Enfin, il entreprit de rassembler, sous la forme de dictionnaire, toutes les idées, toutes les vues qui s’offraient à lui, sur les divers objets de ses réflexions, c’est-à-dire, sur l’universalité presque entière des connaissances humaines. Dans ce recueil, intitulé modestement : Questions à des amateurs, sur l'Encyclopédie, il parle tour à tour de théologie et de grammaire, de physique et de littérature ; il discute tantôt des points d’antiquité, tantôt des questions de politique, de législation, de droit public : son style, toujours animé et piquant, répand sur ces objets divers un charme dont jusqu’ici lui seul a connu le secret, et qui naît surtout de l’abandon avec lequel, cédant à son premier mouvement, proportionnant son style moins à son sujet qu’à la disposition actuelle de son esprit, tantôt il répand le ridicule sur des objets qui semblent ne pouvoir inspirer que l’horreur ; et, bientôt après, entraîné par l’énergie et la sensibilité de son âme, il tonne avec force contre les abus dont il vient de plaisanter.

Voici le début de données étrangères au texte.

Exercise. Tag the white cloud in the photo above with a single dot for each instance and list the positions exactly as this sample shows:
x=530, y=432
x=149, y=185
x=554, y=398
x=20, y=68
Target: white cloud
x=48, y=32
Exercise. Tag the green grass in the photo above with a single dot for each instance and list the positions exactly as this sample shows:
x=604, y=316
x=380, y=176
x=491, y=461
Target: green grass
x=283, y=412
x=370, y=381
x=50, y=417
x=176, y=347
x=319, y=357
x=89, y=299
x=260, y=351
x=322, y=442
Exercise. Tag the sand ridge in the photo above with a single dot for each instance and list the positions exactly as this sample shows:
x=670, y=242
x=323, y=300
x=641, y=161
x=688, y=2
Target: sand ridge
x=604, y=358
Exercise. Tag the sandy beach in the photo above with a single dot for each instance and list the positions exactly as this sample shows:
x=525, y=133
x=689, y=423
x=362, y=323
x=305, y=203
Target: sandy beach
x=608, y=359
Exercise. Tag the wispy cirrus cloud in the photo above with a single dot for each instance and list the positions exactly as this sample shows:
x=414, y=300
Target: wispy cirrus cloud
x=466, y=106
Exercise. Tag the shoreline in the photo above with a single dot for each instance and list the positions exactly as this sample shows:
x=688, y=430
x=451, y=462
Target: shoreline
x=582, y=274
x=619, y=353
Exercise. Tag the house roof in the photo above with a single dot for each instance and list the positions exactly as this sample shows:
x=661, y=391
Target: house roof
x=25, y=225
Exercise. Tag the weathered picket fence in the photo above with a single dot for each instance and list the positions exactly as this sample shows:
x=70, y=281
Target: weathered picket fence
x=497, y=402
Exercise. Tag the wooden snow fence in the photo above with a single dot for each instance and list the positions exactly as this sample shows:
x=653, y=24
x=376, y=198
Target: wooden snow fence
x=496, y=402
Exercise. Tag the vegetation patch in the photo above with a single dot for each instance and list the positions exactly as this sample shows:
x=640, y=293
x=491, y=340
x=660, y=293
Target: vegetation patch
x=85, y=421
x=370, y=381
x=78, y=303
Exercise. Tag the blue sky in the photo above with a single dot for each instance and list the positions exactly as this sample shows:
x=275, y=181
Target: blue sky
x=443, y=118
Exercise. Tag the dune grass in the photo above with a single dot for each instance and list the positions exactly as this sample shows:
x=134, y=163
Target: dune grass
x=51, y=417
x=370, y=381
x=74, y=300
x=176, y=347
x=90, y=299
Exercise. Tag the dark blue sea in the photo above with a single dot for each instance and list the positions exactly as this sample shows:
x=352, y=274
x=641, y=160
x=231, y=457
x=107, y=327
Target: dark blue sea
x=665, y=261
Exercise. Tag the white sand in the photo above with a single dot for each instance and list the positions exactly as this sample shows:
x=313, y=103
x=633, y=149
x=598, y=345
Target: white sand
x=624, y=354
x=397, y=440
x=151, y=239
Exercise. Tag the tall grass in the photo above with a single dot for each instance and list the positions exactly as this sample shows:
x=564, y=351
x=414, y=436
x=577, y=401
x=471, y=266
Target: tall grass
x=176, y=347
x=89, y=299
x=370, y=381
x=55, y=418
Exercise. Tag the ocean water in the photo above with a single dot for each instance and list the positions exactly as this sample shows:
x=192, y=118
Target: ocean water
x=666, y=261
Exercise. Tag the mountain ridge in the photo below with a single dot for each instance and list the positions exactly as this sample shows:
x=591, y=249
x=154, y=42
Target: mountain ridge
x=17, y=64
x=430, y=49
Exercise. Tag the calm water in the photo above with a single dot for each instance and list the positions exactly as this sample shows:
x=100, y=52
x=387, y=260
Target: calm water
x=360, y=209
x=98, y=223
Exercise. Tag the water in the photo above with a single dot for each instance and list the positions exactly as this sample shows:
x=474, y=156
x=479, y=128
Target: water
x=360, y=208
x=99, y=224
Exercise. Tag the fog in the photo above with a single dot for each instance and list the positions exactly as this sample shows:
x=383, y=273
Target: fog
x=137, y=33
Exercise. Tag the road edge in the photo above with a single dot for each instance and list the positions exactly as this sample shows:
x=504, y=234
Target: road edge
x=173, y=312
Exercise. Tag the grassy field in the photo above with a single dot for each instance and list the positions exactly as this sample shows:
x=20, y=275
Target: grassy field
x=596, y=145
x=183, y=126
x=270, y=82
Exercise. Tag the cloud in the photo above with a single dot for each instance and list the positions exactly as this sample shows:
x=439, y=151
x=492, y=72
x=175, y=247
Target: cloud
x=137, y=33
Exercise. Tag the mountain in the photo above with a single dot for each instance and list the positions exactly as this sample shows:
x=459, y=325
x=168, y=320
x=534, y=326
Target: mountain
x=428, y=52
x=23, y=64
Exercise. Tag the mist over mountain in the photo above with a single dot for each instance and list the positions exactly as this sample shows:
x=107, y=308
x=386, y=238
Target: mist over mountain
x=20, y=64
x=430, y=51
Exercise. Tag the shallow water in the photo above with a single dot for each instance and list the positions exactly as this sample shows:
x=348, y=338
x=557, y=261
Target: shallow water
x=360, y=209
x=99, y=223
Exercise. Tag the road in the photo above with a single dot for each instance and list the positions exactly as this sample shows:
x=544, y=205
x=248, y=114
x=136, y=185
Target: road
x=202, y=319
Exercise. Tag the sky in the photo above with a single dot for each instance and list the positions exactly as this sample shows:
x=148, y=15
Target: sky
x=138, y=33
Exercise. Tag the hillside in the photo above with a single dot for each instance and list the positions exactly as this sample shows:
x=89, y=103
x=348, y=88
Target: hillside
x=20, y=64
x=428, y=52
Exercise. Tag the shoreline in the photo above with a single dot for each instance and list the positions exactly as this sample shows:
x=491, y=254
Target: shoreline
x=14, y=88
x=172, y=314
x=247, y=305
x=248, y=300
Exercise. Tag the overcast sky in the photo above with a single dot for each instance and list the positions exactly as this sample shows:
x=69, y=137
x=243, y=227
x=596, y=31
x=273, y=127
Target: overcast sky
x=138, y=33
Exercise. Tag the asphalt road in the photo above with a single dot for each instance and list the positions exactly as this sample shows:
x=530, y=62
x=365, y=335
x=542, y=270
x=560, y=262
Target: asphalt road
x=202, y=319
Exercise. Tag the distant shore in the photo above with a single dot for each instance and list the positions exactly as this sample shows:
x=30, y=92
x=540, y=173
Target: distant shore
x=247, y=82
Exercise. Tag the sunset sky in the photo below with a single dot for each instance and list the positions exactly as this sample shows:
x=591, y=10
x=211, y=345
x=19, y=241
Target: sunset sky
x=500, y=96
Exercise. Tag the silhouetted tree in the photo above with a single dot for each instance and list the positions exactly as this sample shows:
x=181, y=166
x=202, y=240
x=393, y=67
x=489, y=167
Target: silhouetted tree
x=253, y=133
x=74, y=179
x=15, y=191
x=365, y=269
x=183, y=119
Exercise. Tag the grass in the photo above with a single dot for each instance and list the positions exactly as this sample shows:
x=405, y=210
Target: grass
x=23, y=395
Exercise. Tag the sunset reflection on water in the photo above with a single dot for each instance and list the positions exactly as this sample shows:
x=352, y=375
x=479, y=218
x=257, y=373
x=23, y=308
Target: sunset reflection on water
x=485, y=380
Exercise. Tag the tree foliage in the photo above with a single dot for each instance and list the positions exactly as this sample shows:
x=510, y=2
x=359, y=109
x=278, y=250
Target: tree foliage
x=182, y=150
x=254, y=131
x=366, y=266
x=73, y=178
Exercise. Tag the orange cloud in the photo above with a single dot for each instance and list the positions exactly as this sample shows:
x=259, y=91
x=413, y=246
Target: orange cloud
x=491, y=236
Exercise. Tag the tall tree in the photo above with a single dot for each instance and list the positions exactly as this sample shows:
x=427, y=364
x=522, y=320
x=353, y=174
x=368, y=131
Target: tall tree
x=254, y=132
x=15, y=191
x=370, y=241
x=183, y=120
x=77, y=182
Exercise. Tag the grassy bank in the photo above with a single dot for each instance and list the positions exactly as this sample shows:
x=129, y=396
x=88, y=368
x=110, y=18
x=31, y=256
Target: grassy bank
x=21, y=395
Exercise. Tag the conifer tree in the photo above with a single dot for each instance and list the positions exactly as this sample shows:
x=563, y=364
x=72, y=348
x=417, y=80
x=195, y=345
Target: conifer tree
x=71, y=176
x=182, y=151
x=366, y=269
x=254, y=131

Ailleurs, il s’irrite contre le mauvais goût, s’aperçoit bientôt que son indignation doit être réservée pour de plus grands intérêts, et finit par rire de sa propre colère. Quelquefois il interrompt une discussion de morale ou de politique par une observation de littérature, et au milieu d’une leçon de goût, il laisse échapper quelques maximes d’une philosophie profonde, ou s’arrête, pour livrer au fanatisme ou à la tyrannie une attaque terrible ou soudaine.

L’intérêt constant que prit Voltaire au succès de la Russie contre les Turcs, mérite d’être remarqué.